Hey Philipp!
Thanks for the interest! I'm one of the authors on the paper. My response is inline.
On Wednesday, August 19, 2015, Philipp Winter phw@nymity.ch wrote:
They claim that they are able to detect obfs3, obfs4, FTE, and meek
using entropy analysis and machine learning.
I wonder if their dataset allows for such a conclusion. They use a
(admittedly, large) set of flow traces gathered at a college campus.
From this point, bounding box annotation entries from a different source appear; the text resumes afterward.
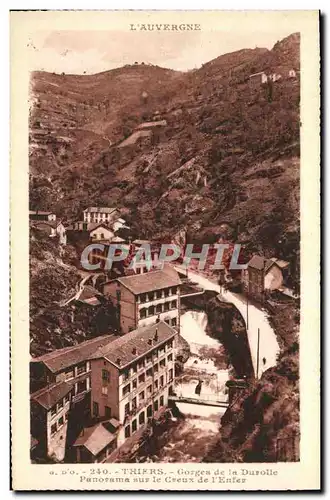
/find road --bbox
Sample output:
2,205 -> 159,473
175,266 -> 280,378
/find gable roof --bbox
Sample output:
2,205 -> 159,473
113,270 -> 181,295
73,423 -> 115,456
31,382 -> 73,410
94,321 -> 177,368
84,207 -> 117,214
31,335 -> 116,373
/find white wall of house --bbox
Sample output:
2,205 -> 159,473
264,265 -> 283,290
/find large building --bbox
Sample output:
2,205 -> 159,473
87,321 -> 177,452
103,268 -> 181,333
83,207 -> 118,222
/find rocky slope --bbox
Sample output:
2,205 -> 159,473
30,34 -> 300,284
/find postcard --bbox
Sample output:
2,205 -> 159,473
11,10 -> 320,491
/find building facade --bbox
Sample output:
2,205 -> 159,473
103,269 -> 181,333
91,321 -> 177,446
83,207 -> 118,223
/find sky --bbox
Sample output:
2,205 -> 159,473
28,26 -> 294,74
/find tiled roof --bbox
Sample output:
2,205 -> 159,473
94,321 -> 177,368
84,207 -> 117,214
73,423 -> 115,457
118,270 -> 181,295
31,335 -> 116,373
31,382 -> 72,410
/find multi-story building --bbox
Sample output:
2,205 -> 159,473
31,382 -> 73,460
103,268 -> 181,333
30,335 -> 116,460
83,207 -> 118,222
87,321 -> 177,452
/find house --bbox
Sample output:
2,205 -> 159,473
73,419 -> 119,463
242,255 -> 289,299
88,222 -> 114,241
249,71 -> 268,84
29,210 -> 56,222
30,381 -> 73,461
103,268 -> 181,333
30,335 -> 116,460
83,207 -> 118,222
31,220 -> 67,245
87,321 -> 177,452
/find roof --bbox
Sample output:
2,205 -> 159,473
94,321 -> 177,368
117,270 -> 181,295
31,382 -> 72,410
31,335 -> 116,373
248,255 -> 289,271
29,210 -> 55,215
73,423 -> 115,456
84,207 -> 117,214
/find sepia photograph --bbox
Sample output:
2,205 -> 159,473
10,7 -> 318,488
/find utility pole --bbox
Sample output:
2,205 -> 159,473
257,328 -> 260,378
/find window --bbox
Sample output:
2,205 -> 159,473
125,403 -> 129,417
140,293 -> 146,304
102,370 -> 110,384
148,306 -> 155,316
77,379 -> 87,394
140,307 -> 147,319
123,384 -> 131,396
77,363 -> 86,375
93,401 -> 99,417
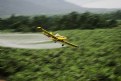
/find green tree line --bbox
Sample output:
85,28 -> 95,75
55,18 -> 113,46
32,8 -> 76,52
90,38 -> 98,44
0,10 -> 121,32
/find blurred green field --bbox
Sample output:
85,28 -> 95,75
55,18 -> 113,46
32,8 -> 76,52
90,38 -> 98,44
0,28 -> 121,81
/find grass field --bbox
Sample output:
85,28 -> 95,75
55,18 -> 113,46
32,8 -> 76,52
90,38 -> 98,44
0,29 -> 121,81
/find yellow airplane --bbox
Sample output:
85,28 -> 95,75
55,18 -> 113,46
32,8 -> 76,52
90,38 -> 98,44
37,27 -> 78,47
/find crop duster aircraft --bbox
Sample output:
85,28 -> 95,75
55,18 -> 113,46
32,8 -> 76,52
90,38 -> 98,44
37,27 -> 78,47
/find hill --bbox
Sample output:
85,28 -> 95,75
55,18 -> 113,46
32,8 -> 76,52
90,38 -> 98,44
0,29 -> 121,81
0,0 -> 115,17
One of the traces is from 2010. The Internet was a different place back
then.
Correct, we used datasets collected in 2010, 2012, and 2014, which total to
1TB of data and 14M TCP flows.
We could have, say, just used the 2014 dataset. However, we wanted to show that the choice of dataset matters and even with millions of traces, the collection date and network-sensor location can impact results.
I would also expect college traces to be very different from
country-level traces. For example, the latter should contain
significantly more file sharing, and other traffic that is considered
inappropriate in a college setting. Many countries also have popular
web sites and applications that might be completely missing in their
data sets.
That's probably accurate. I bet that even across different types of universities (e.g., technical vs. non-technical) one might see very different patterns. Certainly different countries (e.g., Iran vs. China) will see different patterns, too.
For that reason, we're going to release our code [1] prior to CCS. Liang Wang, a grad student at University of Wisconsin - Madison, lead a substantial engineering effort to make this possible. We undersold it in the paper, but it makes it easy to re-run all these experiments on new datasets. We'd *love* it if others could rerun the experiments against new datasets and report their results.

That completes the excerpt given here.